Re: [PATCH v2 2/4] mm/vmalloc: add support for __GFP_NOFAIL

From: Uladzislau Rezki
Date: Tue Nov 23 2021 - 14:02:01 EST


On Mon, Nov 22, 2021 at 04:32:31PM +0100, Michal Hocko wrote:
> From: Michal Hocko <mhocko@xxxxxxxx>
>
> Dave Chinner has mentioned that some of the xfs code would benefit from
> kvmalloc support for __GFP_NOFAIL because they have allocations that
> cannot fail and they do not fit into a single page.
>
> The large part of the vmalloc implementation already complies with the
> given gfp flags so there is no work for those to be done. The area
> and page table allocations are an exception to that. Implement a retry
> loop for those.
>
> Add a short sleep before retrying. 1 jiffy is a completely random
> timeout. Ideally the retry would wait for an explicit event - e.g.
> a change to the vmalloc space change if the failure was caused by
> the space fragmentation or depletion. But there are multiple different
> reasons to retry and this could become much more complex.

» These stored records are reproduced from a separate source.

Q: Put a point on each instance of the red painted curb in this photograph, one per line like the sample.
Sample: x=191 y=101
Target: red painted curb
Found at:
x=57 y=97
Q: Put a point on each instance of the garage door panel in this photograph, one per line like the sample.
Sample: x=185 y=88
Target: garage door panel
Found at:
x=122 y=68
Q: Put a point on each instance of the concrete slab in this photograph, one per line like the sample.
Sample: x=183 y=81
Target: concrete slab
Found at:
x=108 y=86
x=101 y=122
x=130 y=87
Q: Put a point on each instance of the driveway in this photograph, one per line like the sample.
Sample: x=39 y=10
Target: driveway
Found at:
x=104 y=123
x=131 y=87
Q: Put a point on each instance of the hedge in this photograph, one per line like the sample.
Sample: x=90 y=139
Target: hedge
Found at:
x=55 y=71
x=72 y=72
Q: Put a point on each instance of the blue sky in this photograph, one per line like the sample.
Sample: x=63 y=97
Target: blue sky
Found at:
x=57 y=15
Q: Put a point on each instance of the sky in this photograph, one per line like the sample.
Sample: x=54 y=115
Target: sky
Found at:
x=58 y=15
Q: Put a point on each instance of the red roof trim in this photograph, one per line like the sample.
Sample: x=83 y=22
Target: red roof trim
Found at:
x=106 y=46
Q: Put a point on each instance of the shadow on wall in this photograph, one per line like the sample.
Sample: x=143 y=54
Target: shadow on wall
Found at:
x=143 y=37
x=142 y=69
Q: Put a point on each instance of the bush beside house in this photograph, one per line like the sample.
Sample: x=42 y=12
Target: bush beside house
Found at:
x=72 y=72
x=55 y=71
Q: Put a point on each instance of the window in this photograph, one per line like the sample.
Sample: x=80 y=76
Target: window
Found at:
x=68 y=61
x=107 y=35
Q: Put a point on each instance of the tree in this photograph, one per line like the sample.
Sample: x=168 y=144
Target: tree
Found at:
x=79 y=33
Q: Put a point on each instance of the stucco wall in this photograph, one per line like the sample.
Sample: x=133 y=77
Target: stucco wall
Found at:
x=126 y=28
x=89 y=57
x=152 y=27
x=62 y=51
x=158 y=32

Keep the retry
> simple for now and just sleep to prevent from hogging CPUs.
>
> Signed-off-by: Michal Hocko <mhocko@xxxxxxxx>
> ---
> mm/vmalloc.c | 22 +++++++++++++++++-----
> 1 file changed, 17 insertions(+), 5 deletions(-)
>
> diff --git a/mm/vmalloc.c b/mm/vmalloc.c
> index 17ca7001de1f..b6aed4f94a85 100644
> --- a/mm/vmalloc.c
> +++ b/mm/vmalloc.c
> @@ -2844,6 +2844,8 @@ vm_area_alloc_pages(gfp_t gfp, int nid,
> * more permissive.
> */
> if (!order) {
> + gfp_t bulk_gfp = gfp & ~__GFP_NOFAIL;
> +
> while (nr_allocated < nr_pages) {
> unsigned int nr, nr_pages_request;
>
> @@ -2861,12 +2863,12 @@ vm_area_alloc_pages(gfp_t gfp, int nid,
> * but mempolcy want to alloc memory by interleaving.
> */
> if (IS_ENABLED(CONFIG_NUMA) && nid == NUMA_NO_NODE)
> - nr = alloc_pages_bulk_array_mempolicy(gfp,
> + nr = alloc_pages_bulk_array_mempolicy(bulk_gfp,
> nr_pages_request,
> pages + nr_allocated);
>
> else
> - nr = alloc_pages_bulk_array_node(gfp, nid,
> + nr = alloc_pages_bulk_array_node(bulk_gfp, nid,
> nr_pages_request,
> pages + nr_allocated);
>
> @@ -2921,6 +2923,7 @@ static void *__vmalloc_area_node(struct vm_struct *area, gfp_t gfp_mask,
> {
> const gfp_t nested_gfp = (gfp_mask & GFP_RECLAIM_MASK) | __GFP_ZERO;
> const gfp_t orig_gfp_mask = gfp_mask;
> + bool nofail = gfp_mask & __GFP_NOFAIL;
> unsigned long addr = (unsigned long)area->addr;
> unsigned long size = get_vm_area_size(area);
> unsigned long array_size;
> @@ -2978,8 +2981,12 @@ static void *__vmalloc_area_node(struct vm_struct *area, gfp_t gfp_mask,
> else if ((gfp_mask & (__GFP_FS | __GFP_IO)) == 0)
> flags = memalloc_noio_save();
>
> - ret = vmap_pages_range(addr, addr + size, prot, area->pages,
> + do {
> + ret = vmap_pages_range(addr, addr + size, prot, area->pages,
> page_shift);
> + if (nofail && (ret < 0))
> + schedule_timeout_uninterruptible(1);
> + } while (nofail && (ret < 0));
>
> if ((gfp_mask & (__GFP_FS | __GFP_IO)) == __GFP_IO)
> memalloc_nofs_restore(flags);
> @@ -3074,9 +3081,14 @@ void *__vmalloc_node_range(unsigned long size, unsigned long align,
> VM_UNINITIALIZED | vm_flags, start, end, node,
> gfp_mask, caller);
> if (!area) {
> + bool nofail = gfp_mask & __GFP_NOFAIL;
> warn_alloc(gfp_mask, NULL,
> - "vmalloc error: size %lu, vm_struct allocation failed",
> - real_size);
> + "vmalloc error: size %lu, vm_struct allocation failed%s",
> + real_size, (nofail) ? ". Retrying." : "");
> + if (nofail) {
> + schedule_timeout_uninterruptible(1);
> + goto again;
> + }
> goto fail;
> }
>
> --
> 2.30.2
>
I have raised two concerns in our previous discussion about this change,
well that is sad...

--
Vlad Rezki